Makassar, 15 Februari 2026 – Menteri Energi dan Sumber Daya Mineral (ESDM), Bahlil Lahadalia, menegaskan bahwa swasembada energi merupakan pekerjaan besar yang membutuhkan langkah terobosan dan inovasi teknologi, bukan sekadar target administratif. Hal tersebut disampaikan dalam Sidang Pleno XVIII Badan Pengurus Pusat Himpunan Pengusaha Muda Indonesia (BPP HIPMI) di Makassar, Sulawesi Selatan.
Dalam forum tersebut, Menteri ESDM menekankan bahwa ketergantungan terhadap impor energi menjadi indikator belum optimalnya pengelolaan sumber daya dalam negeri. Untuk itu, pemerintah berkomitmen mendorong percepatan kebijakan strategis guna mewujudkan kemandirian energi nasional.
“Swasembada energi tidak akan tercapai tanpa keberanian melakukan terobosan. Kita harus memastikan bahwa sumber daya dalam negeri dikelola secara maksimal dan berkelanjutan,” tegas Bahlil.
Menteri ESDM menyoroti kondisi sumur minyak nasional yang sebagian besar telah menua. Dari sekitar 39.000–40.000 sumur yang tercatat, hanya 17.000–18.000 sumur yang aktif beroperasi. Pemerintah akan melakukan intervensi teknologi dan menjalin kemitraan strategis guna mengoptimalkan kembali produksi dari sumur-sumur idle.
Selain itu, Kementerian ESDM akan mempercepat pelaksanaan sumur yang telah masuk dalam tahap Plan of Development (POD), serta membuka tender 110 blok minyak dan gas (migas) baru guna memperkuat ketahanan pasokan energi nasional.
Penguatan Kapasitas Kilang dan Implementasi B40 Sebagai bagian dari strategi hilirisasi dan penguatan kapasitas pengolahan dalam negeri, proyek Refinery Development Master Plan Balikpapan (RDMP) Balikpapan yang diresmikan Presiden Prabowo Subianto pada 12 Januari 2026 telah mulai beroperasi.

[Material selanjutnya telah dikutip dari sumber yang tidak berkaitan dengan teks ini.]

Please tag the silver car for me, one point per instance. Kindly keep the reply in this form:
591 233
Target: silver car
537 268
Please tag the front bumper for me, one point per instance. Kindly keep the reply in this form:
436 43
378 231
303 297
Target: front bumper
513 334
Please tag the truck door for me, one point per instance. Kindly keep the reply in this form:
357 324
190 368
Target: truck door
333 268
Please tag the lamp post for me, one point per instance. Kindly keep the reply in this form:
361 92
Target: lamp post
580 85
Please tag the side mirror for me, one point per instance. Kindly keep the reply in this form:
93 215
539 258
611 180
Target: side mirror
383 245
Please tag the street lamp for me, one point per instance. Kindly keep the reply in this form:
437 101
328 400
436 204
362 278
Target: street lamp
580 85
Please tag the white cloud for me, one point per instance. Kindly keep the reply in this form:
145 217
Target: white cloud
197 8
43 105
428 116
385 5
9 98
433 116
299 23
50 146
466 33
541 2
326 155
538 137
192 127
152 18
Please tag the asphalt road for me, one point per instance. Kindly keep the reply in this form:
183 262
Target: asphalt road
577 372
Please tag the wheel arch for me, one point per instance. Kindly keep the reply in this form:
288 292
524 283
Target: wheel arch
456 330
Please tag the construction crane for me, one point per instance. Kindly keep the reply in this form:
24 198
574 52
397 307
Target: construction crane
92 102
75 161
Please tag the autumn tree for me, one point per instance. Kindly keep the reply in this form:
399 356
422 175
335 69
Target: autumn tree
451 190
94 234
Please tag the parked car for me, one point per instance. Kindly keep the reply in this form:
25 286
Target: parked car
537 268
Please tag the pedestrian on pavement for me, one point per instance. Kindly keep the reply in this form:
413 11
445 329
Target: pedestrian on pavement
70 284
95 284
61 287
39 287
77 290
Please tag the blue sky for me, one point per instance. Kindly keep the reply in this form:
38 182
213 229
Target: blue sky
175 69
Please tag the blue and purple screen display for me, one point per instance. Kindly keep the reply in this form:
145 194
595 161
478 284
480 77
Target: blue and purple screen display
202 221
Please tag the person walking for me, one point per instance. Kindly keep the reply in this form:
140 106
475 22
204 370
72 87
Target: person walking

RDMP Balikpapan menghasilkan tambahan kapasitas produksi sebesar 5 juta kiloliter (KL) bensin dan 3,9 juta KL solar. Dengan implementasi program B40 pada 2026, Indonesia ditargetkan tidak lagi mengimpor solar, sebuah capaian bersejarah dalam perjalanan ketahanan energi nasional.
Swasembada energi merupakan salah satu pilar Asta Cita Presiden Prabowo yang bertujuan memperkuat kemandirian dan ketahanan energi nasional. Kebijakan ini menargetkan optimalisasi sumber daya energi dalam negeri, pengurangan ketergantungan impor, serta jaminan keberlanjutan pembangunan dan peningkatan kesejahteraan masyarakat.
Kementerian ESDM menegaskan komitmennya untuk terus mendorong percepatan eksekusi proyek, investasi teknologi, dan kolaborasi antara pemerintah dan sektor swasta demi terwujudnya swasembada energi yang berkelanjutan.